Clearly, IT security failure are expensive. For many in the technology community, the default reaction is to invest in security software and hardware. Better security technology is absolutely vital. Technology is part of the IT security puzzle. Training staff on IT security best practices is arguably even more important to securing your organizations’ information assets.

The following projects are excellent ways to reinforce IT security. Best of all, they require little to no money to implement. To experienced security professionals, these may seem like basic ideas. However, I challenge you to ask yourself: is my organization successfully implementing these ideas?

IT Security Project 1: Organize a security briefing For your department

Knowing is half the battle. To improve IT security, employees need to understand the fundamentals of security. Here are some starting points for an introductory security briefing:

  • Password Basics: Recommend changing corporate passwords every 90 days or more often.
  • Caution Against Unfamiliar Software: Remind your staff that installing new software can increase IT security risk.
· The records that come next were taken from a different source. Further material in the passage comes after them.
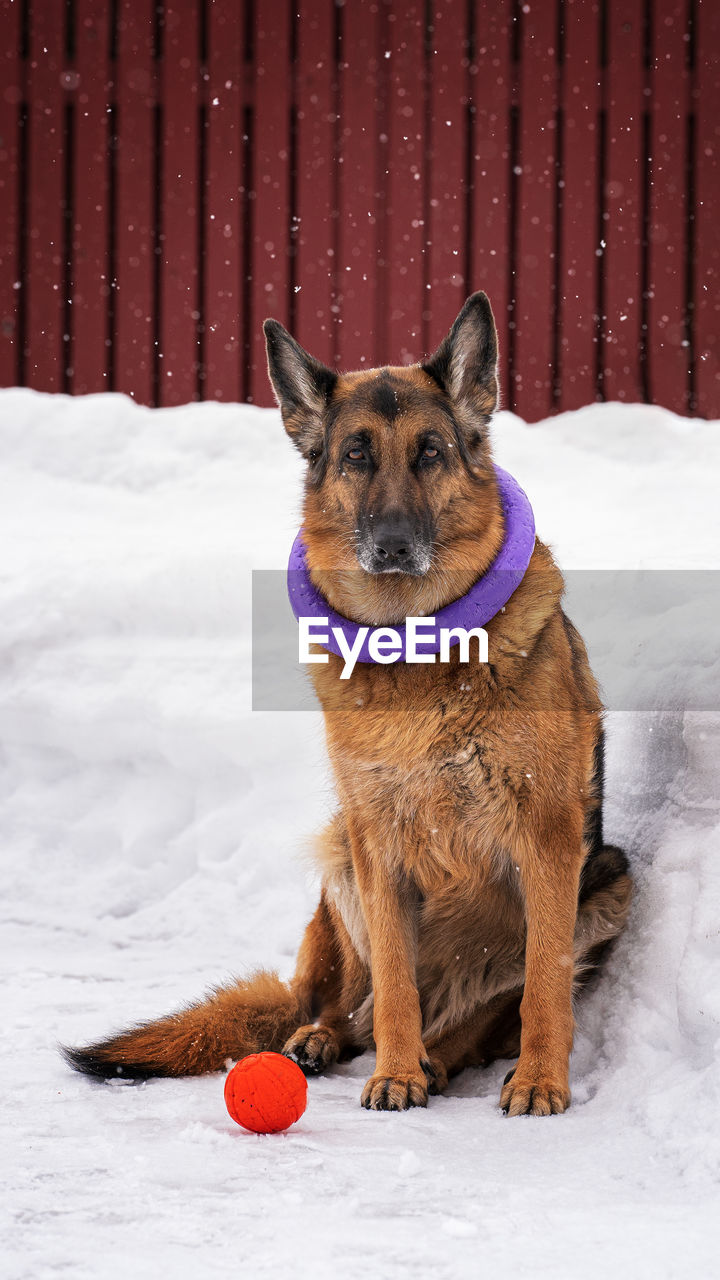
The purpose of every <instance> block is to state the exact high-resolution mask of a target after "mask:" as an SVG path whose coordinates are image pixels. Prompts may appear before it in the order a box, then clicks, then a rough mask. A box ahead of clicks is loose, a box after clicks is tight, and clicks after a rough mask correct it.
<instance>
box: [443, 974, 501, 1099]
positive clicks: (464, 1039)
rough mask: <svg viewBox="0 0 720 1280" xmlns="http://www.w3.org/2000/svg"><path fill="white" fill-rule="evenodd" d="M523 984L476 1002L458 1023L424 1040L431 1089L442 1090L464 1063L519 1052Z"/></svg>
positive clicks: (477, 1062) (462, 1069)
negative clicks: (460, 1020)
mask: <svg viewBox="0 0 720 1280" xmlns="http://www.w3.org/2000/svg"><path fill="white" fill-rule="evenodd" d="M521 998H523V988H521V987H516V988H515V989H514V991H503V992H500V995H497V996H493V998H492V1000H489V1001H488V1002H487V1005H478V1006H477V1009H474V1010H473V1012H471V1014H469V1015H468V1018H465V1019H464V1020H462V1021H461V1023H456V1024H455V1025H454V1027H447V1028H446V1029H445V1030H442V1032H439V1034H438V1036H436V1037H433V1038H432V1039H430V1041H429V1042H428V1043H427V1050H428V1056H429V1060H430V1068H432V1070H433V1071H434V1079H432V1083H430V1085H429V1092H430V1093H442V1091H443V1089H445V1087H446V1084H447V1082H448V1079H450V1078H451V1076H454V1075H457V1074H459V1071H462V1070H464V1069H465V1068H466V1066H489V1064H491V1062H493V1061H495V1059H496V1057H516V1056H518V1053H519V1052H520V1001H521Z"/></svg>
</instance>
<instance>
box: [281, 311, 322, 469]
mask: <svg viewBox="0 0 720 1280" xmlns="http://www.w3.org/2000/svg"><path fill="white" fill-rule="evenodd" d="M263 329H264V333H265V347H266V349H268V372H269V375H270V381H272V384H273V390H274V393H275V397H277V401H278V404H279V407H281V413H282V417H283V422H284V429H286V431H287V434H288V435H290V438H291V440H292V442H293V443H295V444H296V445H297V448H299V449H300V452H301V453H302V457H304V458H307V460H309V461H311V460H313V458H314V457H316V454H318V453H319V452H320V451H322V448H323V411H324V410H325V407H327V404H328V402H329V399H331V396H332V393H333V388H334V384H336V381H337V374H336V372H333V370H332V369H328V367H327V365H322V364H320V361H319V360H315V358H314V357H313V356H309V355H307V352H306V351H304V348H302V347H301V346H300V343H299V342H296V340H295V338H291V335H290V334H288V332H287V329H284V328H283V326H282V324H281V323H279V320H265V324H264V325H263Z"/></svg>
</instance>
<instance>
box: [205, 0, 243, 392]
mask: <svg viewBox="0 0 720 1280" xmlns="http://www.w3.org/2000/svg"><path fill="white" fill-rule="evenodd" d="M243 10H245V5H243V4H238V3H237V0H215V4H211V5H210V8H209V12H208V106H206V111H208V115H206V119H208V127H206V131H205V133H206V142H205V146H206V173H205V179H206V184H205V201H204V207H205V298H204V325H205V334H204V349H205V387H204V394H205V397H206V398H209V399H223V401H240V399H241V360H242V356H243V352H245V334H243V330H242V289H241V273H242V242H241V238H242V220H241V210H242V196H241V187H242V147H243V145H242V105H243V97H245V92H243V91H245V84H243V74H245V46H243V22H245V12H243Z"/></svg>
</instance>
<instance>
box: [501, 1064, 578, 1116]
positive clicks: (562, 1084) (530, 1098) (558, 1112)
mask: <svg viewBox="0 0 720 1280" xmlns="http://www.w3.org/2000/svg"><path fill="white" fill-rule="evenodd" d="M500 1106H501V1107H502V1110H503V1111H505V1114H506V1115H509V1116H559V1115H561V1114H562V1112H564V1111H566V1110H568V1107H569V1106H570V1089H569V1088H568V1085H565V1084H560V1083H557V1082H556V1080H550V1079H538V1080H532V1079H529V1078H525V1076H519V1075H518V1073H516V1071H515V1070H512V1071H509V1074H507V1075H506V1078H505V1084H503V1087H502V1093H501V1094H500Z"/></svg>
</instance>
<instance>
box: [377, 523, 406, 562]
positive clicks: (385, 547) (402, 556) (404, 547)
mask: <svg viewBox="0 0 720 1280" xmlns="http://www.w3.org/2000/svg"><path fill="white" fill-rule="evenodd" d="M373 543H374V547H375V556H378V557H379V559H382V561H391V559H392V561H402V559H407V557H409V556H410V553H411V550H413V530H411V529H410V525H409V522H407V521H406V520H397V521H395V520H393V521H392V522H391V521H387V522H380V524H379V525H377V526H375V530H374V538H373Z"/></svg>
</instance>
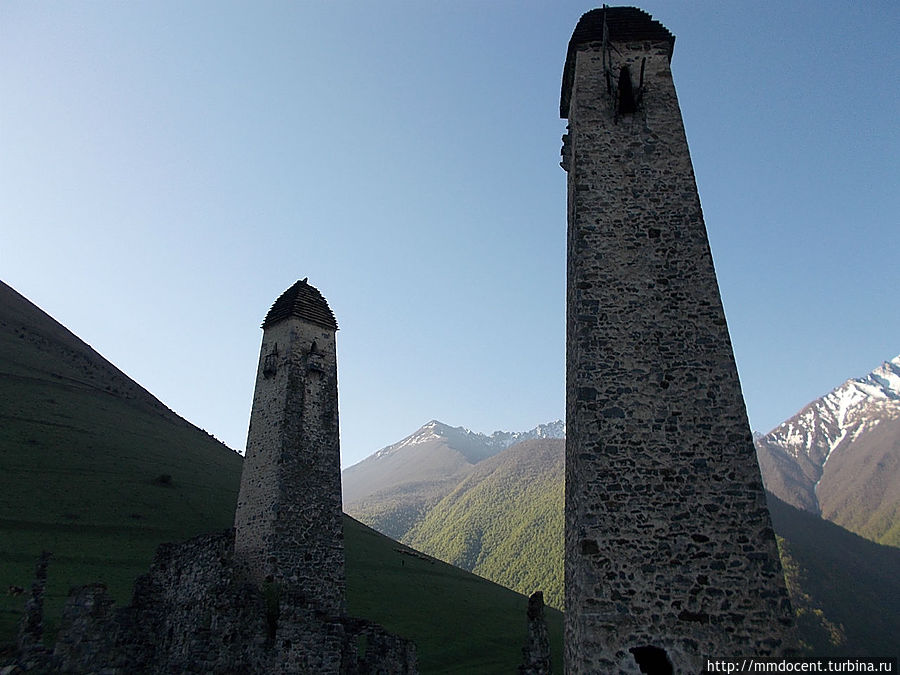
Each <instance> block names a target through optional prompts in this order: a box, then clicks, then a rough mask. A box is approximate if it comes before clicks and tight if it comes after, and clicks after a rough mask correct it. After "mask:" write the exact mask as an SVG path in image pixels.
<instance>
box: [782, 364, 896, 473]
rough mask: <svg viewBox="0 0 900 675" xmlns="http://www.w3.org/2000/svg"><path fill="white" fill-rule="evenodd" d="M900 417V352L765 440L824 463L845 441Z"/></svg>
mask: <svg viewBox="0 0 900 675" xmlns="http://www.w3.org/2000/svg"><path fill="white" fill-rule="evenodd" d="M898 417H900V356H897V357H895V358H893V359H891V360H890V361H885V362H884V363H882V364H881V365H880V366H879V367H878V368H876V369H875V370H873V371H872V372H871V373H869V374H868V375H866V376H864V377H858V378H853V379H850V380H847V381H846V382H844V383H843V384H842V385H840V386H839V387H836V388H835V389H833V390H832V391H830V392H829V393H828V394H826V395H825V396H823V397H821V398H819V399H817V400H815V401H813V402H812V403H810V404H809V405H808V406H806V407H805V408H803V410H801V411H800V412H799V413H797V414H796V415H795V416H794V417H792V418H791V419H789V420H787V421H786V422H784V423H782V424H781V425H780V426H778V427H776V428H775V429H773V430H772V431H771V432H769V433H768V434H767V435H766V437H765V440H766V442H767V444H768V445H769V446H770V447H773V446H774V447H778V448H780V449H781V450H782V451H784V452H785V453H787V454H789V455H791V456H792V457H794V458H795V459H796V458H799V457H800V456H801V455H806V456H807V457H808V458H809V459H810V460H811V461H812V462H813V464H815V465H818V466H819V467H824V465H825V462H827V461H828V458H829V457H830V456H831V454H832V453H833V452H834V451H835V450H836V449H838V448H839V446H841V444H842V443H844V441H845V440H850V441H853V440H855V439H856V438H857V437H858V436H859V435H860V434H862V433H864V432H865V431H867V430H868V429H871V428H872V427H874V426H875V425H877V424H878V423H879V422H880V421H881V420H882V419H885V418H887V419H896V418H898Z"/></svg>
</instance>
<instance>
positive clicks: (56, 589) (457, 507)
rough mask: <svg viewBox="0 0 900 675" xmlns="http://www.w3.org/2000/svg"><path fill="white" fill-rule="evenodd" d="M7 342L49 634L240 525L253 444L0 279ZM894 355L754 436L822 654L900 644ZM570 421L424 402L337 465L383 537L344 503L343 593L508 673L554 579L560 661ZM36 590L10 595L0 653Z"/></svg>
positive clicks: (898, 553)
mask: <svg viewBox="0 0 900 675" xmlns="http://www.w3.org/2000/svg"><path fill="white" fill-rule="evenodd" d="M0 354H2V357H3V358H2V359H0V418H2V421H3V424H2V425H0V581H2V583H4V584H5V585H6V586H8V587H9V588H10V589H14V588H21V589H27V588H29V587H30V585H31V583H32V581H33V574H34V565H35V563H36V562H37V560H38V557H39V555H40V552H41V551H42V550H49V551H52V553H53V558H52V559H51V563H50V568H49V576H48V585H47V596H46V604H45V611H46V617H45V618H46V626H47V630H48V632H49V633H50V634H51V635H52V633H53V631H54V630H55V628H56V626H57V625H58V622H59V617H60V613H61V610H62V605H63V603H64V601H65V598H66V595H67V594H68V591H69V588H70V587H72V586H75V585H78V584H86V583H92V582H103V583H105V584H107V586H108V587H109V589H110V592H111V593H112V595H113V597H114V598H115V599H116V601H117V602H118V603H120V604H127V603H128V601H129V598H130V596H131V590H132V586H133V584H134V581H135V579H136V577H138V576H139V575H141V574H143V573H144V572H145V571H146V570H147V568H148V566H149V564H150V561H151V559H152V556H153V553H154V551H155V549H156V547H157V546H158V545H159V544H161V543H164V542H171V541H180V540H184V539H187V538H189V537H192V536H195V535H197V534H200V533H204V532H211V531H215V530H219V529H223V528H227V527H230V526H231V524H232V522H233V515H234V507H235V502H236V498H237V487H238V483H239V479H240V471H241V464H242V458H241V457H240V455H238V454H237V453H235V452H233V451H232V450H230V449H229V448H227V447H225V446H224V445H222V444H221V443H219V442H218V441H216V440H215V439H214V438H213V437H212V436H210V435H209V434H208V433H206V432H204V431H202V430H200V429H198V428H196V427H195V426H193V425H192V424H190V423H189V422H188V421H186V420H184V419H182V418H181V417H179V416H178V415H176V414H175V413H173V412H172V411H170V410H169V409H168V408H167V407H166V406H165V405H163V404H162V403H161V402H160V401H158V400H157V399H156V398H155V397H154V396H153V395H152V394H151V393H149V392H147V391H146V390H144V389H143V388H141V387H140V386H139V385H137V384H136V383H134V382H133V381H132V380H130V379H129V378H128V377H127V376H126V375H125V374H124V373H122V372H121V371H120V370H119V369H118V368H116V367H115V366H114V365H113V364H111V363H110V362H108V361H107V360H105V359H104V358H103V357H102V356H101V355H100V354H98V353H97V352H96V351H94V350H93V349H91V347H90V346H88V345H87V344H85V343H84V342H83V341H81V340H80V339H79V338H78V337H76V336H75V335H73V334H72V333H71V332H70V331H68V330H67V329H66V328H65V327H64V326H62V325H61V324H59V323H58V322H56V321H55V320H53V319H52V318H51V317H50V316H48V315H47V314H46V313H44V312H42V311H41V310H40V309H39V308H38V307H36V306H35V305H33V304H32V303H30V302H29V301H28V300H27V299H26V298H24V297H23V296H21V295H20V294H18V293H17V292H16V291H14V290H13V289H11V288H10V287H8V286H6V285H5V284H2V283H0ZM898 373H900V358H895V359H893V360H891V361H888V362H886V363H884V364H882V366H879V367H878V368H876V369H875V370H873V371H872V373H870V374H868V375H866V376H863V377H859V378H855V379H853V380H848V381H847V382H845V383H844V384H842V385H840V386H839V387H836V388H835V390H834V391H833V392H831V393H829V394H828V395H826V396H825V397H822V399H818V400H817V401H814V402H812V403H811V404H810V405H809V406H807V407H806V408H804V409H803V410H802V411H800V413H798V415H796V416H794V417H793V418H791V419H790V420H787V421H786V422H785V423H784V424H782V425H780V426H779V427H777V428H776V429H775V430H773V431H772V432H771V433H770V434H768V435H766V436H765V437H761V438H757V450H758V453H759V458H760V464H761V466H762V469H763V474H764V479H765V482H766V486H767V488H768V489H769V491H770V493H771V498H770V510H771V513H772V518H773V523H774V526H775V530H776V532H777V534H778V535H779V544H780V546H781V553H782V562H783V565H784V568H785V572H786V579H787V581H788V587H789V590H790V592H791V598H792V602H793V604H794V608H795V610H796V612H797V614H798V624H799V627H800V634H801V638H802V639H803V641H804V643H805V644H806V646H807V647H808V648H809V650H810V651H811V652H812V653H814V654H816V655H821V656H828V655H837V656H865V655H869V656H885V655H888V656H892V655H893V656H897V644H898V643H897V640H896V636H897V635H900V575H898V574H897V570H900V549H898V548H897V546H898V539H897V531H898V496H897V488H898V484H900V469H898V466H900V461H898V456H900V441H898V439H900V429H898V414H897V412H898V399H900V396H898V391H900V388H898ZM564 433H565V428H564V424H563V423H562V422H560V421H557V422H553V423H550V424H545V425H541V426H538V427H536V428H535V429H532V430H530V431H528V432H519V433H511V432H496V433H494V434H491V435H484V434H477V433H474V432H471V431H468V430H466V429H463V428H460V427H451V426H448V425H445V424H441V423H440V422H437V421H431V422H429V423H428V424H426V425H424V426H423V427H422V428H421V429H419V430H418V431H416V432H414V433H413V434H411V435H410V436H408V437H407V438H405V439H402V440H401V441H399V442H398V443H395V444H393V445H391V446H388V447H387V448H384V449H383V450H380V451H379V452H377V453H375V454H373V455H372V456H370V457H369V458H367V459H366V460H363V461H362V462H360V463H359V464H357V465H355V466H353V467H350V468H348V469H347V470H345V471H344V474H343V478H344V486H343V492H344V495H343V496H344V510H345V512H346V513H347V514H349V516H354V517H355V518H356V519H358V520H361V521H364V522H365V523H368V524H370V525H371V526H372V527H374V528H375V530H379V531H380V532H383V533H385V534H387V535H389V536H390V537H391V538H388V537H386V536H383V535H382V534H379V533H378V532H376V531H375V530H373V529H370V528H368V527H365V526H364V525H362V524H361V523H359V522H358V521H357V520H355V519H354V518H351V517H347V518H345V525H344V539H345V549H346V556H347V588H348V609H349V611H350V612H351V613H352V614H354V615H356V616H360V617H363V618H367V619H370V620H372V621H375V622H377V623H380V624H382V625H384V626H386V627H387V628H388V629H389V630H392V631H394V632H396V633H398V634H401V635H405V636H408V637H410V638H412V639H414V640H415V641H416V643H417V645H418V647H419V656H420V669H421V672H423V673H440V672H478V673H508V672H514V671H515V668H516V667H517V666H518V663H519V661H520V657H521V653H520V649H521V645H522V641H523V640H524V636H525V609H526V606H527V598H526V597H524V596H523V595H522V594H528V593H531V592H532V591H534V590H537V589H540V590H543V591H544V592H545V597H546V599H547V600H548V602H549V603H550V604H551V605H552V606H554V607H556V609H551V608H548V611H547V619H548V624H549V628H550V637H551V643H552V653H553V656H554V669H555V670H557V671H558V672H561V668H562V661H561V657H562V614H561V612H560V611H558V610H559V609H562V605H563V593H562V585H563V579H562V559H563V490H564V485H563V463H564V443H565V441H564ZM395 540H396V541H395ZM399 542H403V543H399ZM420 552H421V553H420ZM424 554H427V555H424ZM432 556H433V557H432ZM441 561H445V562H441ZM446 563H451V564H446ZM470 572H474V574H472V573H470ZM492 582H495V583H492ZM510 589H512V590H510ZM514 591H517V592H514ZM24 601H25V594H24V592H23V593H22V594H15V593H12V592H10V593H9V594H5V593H4V594H2V595H0V656H2V655H3V651H4V649H5V647H4V645H8V644H9V643H11V642H12V641H13V640H14V638H15V634H16V630H17V626H18V623H19V620H20V618H21V615H22V608H23V605H24ZM448 664H453V669H449V670H448Z"/></svg>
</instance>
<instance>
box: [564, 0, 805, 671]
mask: <svg viewBox="0 0 900 675" xmlns="http://www.w3.org/2000/svg"><path fill="white" fill-rule="evenodd" d="M674 42H675V38H674V36H673V35H672V34H671V33H670V32H669V31H668V30H667V29H666V28H665V27H664V26H662V25H661V24H660V23H658V22H656V21H654V20H652V18H651V17H650V15H648V14H646V13H644V12H642V11H641V10H639V9H635V8H629V7H612V8H604V9H597V10H593V11H591V12H588V13H587V14H585V15H584V16H582V18H581V20H580V21H579V22H578V25H577V27H576V28H575V31H574V33H573V35H572V39H571V41H570V42H569V49H568V54H567V56H566V64H565V70H564V72H563V85H562V98H561V104H560V116H561V117H563V118H566V119H568V121H569V131H568V134H567V135H566V136H565V137H564V146H563V161H562V165H563V168H564V169H566V171H567V172H568V223H569V225H568V287H567V338H566V343H567V346H566V354H567V356H566V363H567V366H566V370H567V373H566V377H567V386H566V399H567V401H566V423H567V437H568V438H567V441H566V567H565V575H566V666H567V672H568V673H570V674H571V675H574V674H576V673H639V672H645V673H666V672H668V673H671V672H675V673H698V672H700V671H701V670H702V669H703V667H704V666H705V659H706V658H708V657H715V656H720V657H726V656H738V655H777V654H780V653H781V652H782V651H783V650H784V649H785V648H786V647H788V646H789V645H790V644H791V643H792V639H791V636H792V633H791V624H792V620H791V608H790V603H789V601H788V597H787V594H786V591H785V586H784V579H783V575H782V570H781V564H780V562H779V558H778V551H777V548H776V544H775V535H774V532H773V530H772V526H771V522H770V519H769V514H768V510H767V508H766V502H765V494H764V492H763V486H762V482H761V479H760V472H759V467H758V465H757V461H756V455H755V452H754V448H753V441H752V438H751V435H750V430H749V426H748V423H747V416H746V411H745V408H744V402H743V397H742V395H741V388H740V383H739V381H738V377H737V371H736V368H735V363H734V357H733V353H732V348H731V342H730V339H729V336H728V329H727V327H726V325H725V315H724V312H723V310H722V303H721V300H720V297H719V290H718V285H717V282H716V275H715V270H714V269H713V262H712V257H711V255H710V251H709V244H708V241H707V237H706V229H705V225H704V223H703V215H702V213H701V209H700V200H699V197H698V194H697V187H696V184H695V181H694V173H693V168H692V166H691V159H690V155H689V153H688V147H687V140H686V138H685V134H684V128H683V125H682V120H681V112H680V109H679V106H678V100H677V98H676V95H675V88H674V85H673V83H672V74H671V71H670V69H669V61H670V59H671V57H672V50H673V46H674Z"/></svg>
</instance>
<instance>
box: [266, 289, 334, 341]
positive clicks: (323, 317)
mask: <svg viewBox="0 0 900 675" xmlns="http://www.w3.org/2000/svg"><path fill="white" fill-rule="evenodd" d="M291 317H297V318H299V319H303V320H304V321H309V322H310V323H314V324H316V325H318V326H322V327H323V328H330V329H332V330H337V329H338V328H337V321H335V318H334V313H333V312H332V311H331V308H330V307H329V306H328V303H327V302H326V301H325V298H324V297H323V296H322V294H321V293H320V292H319V290H318V289H317V288H316V287H314V286H310V285H309V283H308V282H307V281H306V279H305V278H304V279H301V280H300V281H298V282H297V283H295V284H294V285H293V286H291V287H290V288H289V289H287V290H286V291H285V292H284V293H282V294H281V295H280V296H279V297H278V299H277V300H276V301H275V303H274V304H273V305H272V308H271V309H270V310H269V312H268V314H266V318H265V320H264V321H263V325H262V327H263V328H269V327H270V326H274V325H275V324H276V323H278V322H280V321H284V320H285V319H289V318H291Z"/></svg>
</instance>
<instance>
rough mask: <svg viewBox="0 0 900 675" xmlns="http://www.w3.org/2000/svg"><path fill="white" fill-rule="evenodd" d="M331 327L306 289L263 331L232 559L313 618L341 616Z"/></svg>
mask: <svg viewBox="0 0 900 675" xmlns="http://www.w3.org/2000/svg"><path fill="white" fill-rule="evenodd" d="M336 330H337V323H336V322H335V319H334V315H333V314H332V312H331V309H330V308H329V307H328V303H327V302H326V301H325V298H323V297H322V294H321V293H319V291H318V290H316V289H315V288H313V287H312V286H310V285H309V284H308V283H307V282H306V280H305V279H304V280H302V281H298V282H297V283H296V284H294V285H293V286H291V287H290V288H289V289H288V290H287V291H285V292H284V293H283V294H282V295H281V297H279V298H278V300H276V301H275V304H274V305H272V308H271V309H270V310H269V313H268V314H267V315H266V319H265V321H264V322H263V339H262V347H261V349H260V354H259V367H258V369H257V375H256V390H255V392H254V395H253V410H252V412H251V414H250V431H249V433H248V436H247V454H246V456H245V458H244V468H243V473H242V474H241V488H240V493H239V496H238V505H237V510H236V512H235V522H234V525H235V545H234V548H235V558H236V559H237V560H238V561H239V563H240V564H241V565H242V567H244V569H245V570H246V571H247V573H248V575H249V577H250V578H251V579H252V580H253V581H255V582H256V583H258V584H260V585H264V584H266V583H275V584H278V585H279V588H282V589H284V590H285V591H288V592H290V593H291V595H292V597H296V598H298V599H299V601H300V602H301V603H303V604H306V605H307V606H309V607H310V608H312V609H316V610H319V611H324V612H325V613H327V614H331V615H333V616H338V615H341V614H343V612H344V590H345V581H344V548H343V521H342V515H341V475H340V441H339V437H338V399H337V354H336V350H335V331H336Z"/></svg>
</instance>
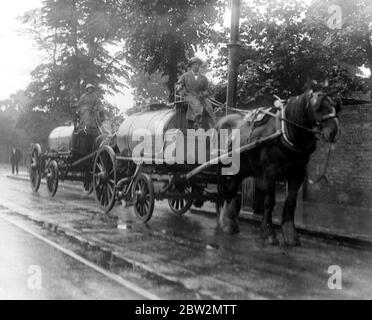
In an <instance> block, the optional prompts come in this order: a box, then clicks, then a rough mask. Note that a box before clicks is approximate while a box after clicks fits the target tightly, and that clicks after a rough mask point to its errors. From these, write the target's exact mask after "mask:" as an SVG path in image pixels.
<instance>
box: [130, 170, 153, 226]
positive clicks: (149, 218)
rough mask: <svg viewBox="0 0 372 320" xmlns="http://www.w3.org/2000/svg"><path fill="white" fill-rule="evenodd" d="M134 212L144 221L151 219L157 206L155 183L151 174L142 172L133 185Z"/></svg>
mask: <svg viewBox="0 0 372 320" xmlns="http://www.w3.org/2000/svg"><path fill="white" fill-rule="evenodd" d="M133 204H134V212H135V214H136V216H137V217H138V219H140V220H141V221H142V222H143V223H147V222H149V221H150V220H151V218H152V215H153V213H154V207H155V192H154V185H153V183H152V180H151V178H150V176H149V175H147V174H144V173H141V174H140V175H139V176H138V178H137V180H136V182H135V183H134V186H133Z"/></svg>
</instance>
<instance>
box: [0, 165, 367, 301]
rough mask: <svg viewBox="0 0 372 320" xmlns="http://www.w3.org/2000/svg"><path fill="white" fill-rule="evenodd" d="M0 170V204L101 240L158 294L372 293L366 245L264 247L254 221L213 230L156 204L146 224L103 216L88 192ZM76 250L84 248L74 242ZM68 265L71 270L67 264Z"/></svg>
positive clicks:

For some staff working on highly sensitive activities, consider preventing the installation of new software.

IT Security Project 2: Implement a system access review

How many different applications, systems and IT resources does your company have? Staff at small organizations typically have more than half a dozen logins to manage. Follow these steps to improve your risk management relating to system access:

1) Create A System Access List.

The first step is to ask each employee to list the applications, systems and other resources that require a login. Also ask them to list the reason they use a given resource (e.g. Finance System. Use: Prepare quarterly financial statements for management).

2) Identify Access Rights For Elimination.

Over time, job responsibilities shift and evolve. Use this step to ensure that your IT security keeps pace. Using the system access list created in step one, evaluate whether there are system rights that can be eliminated. For example, if a sales representative resigns from the organization, it is important to eliminate their system access rights as a proactive way to prevent information loss.

3) Schedule An Annual Review.

To maintain IT security, I recommend an annual review of system access rights and privileges. Large firms may already have this requirement in their policies. Ask yourself about the last time you implemented a review. If you skip this step, your IT security will gradually deteriorate.

My question to you is: What is one critical behaviour that improves your organization’s IT security?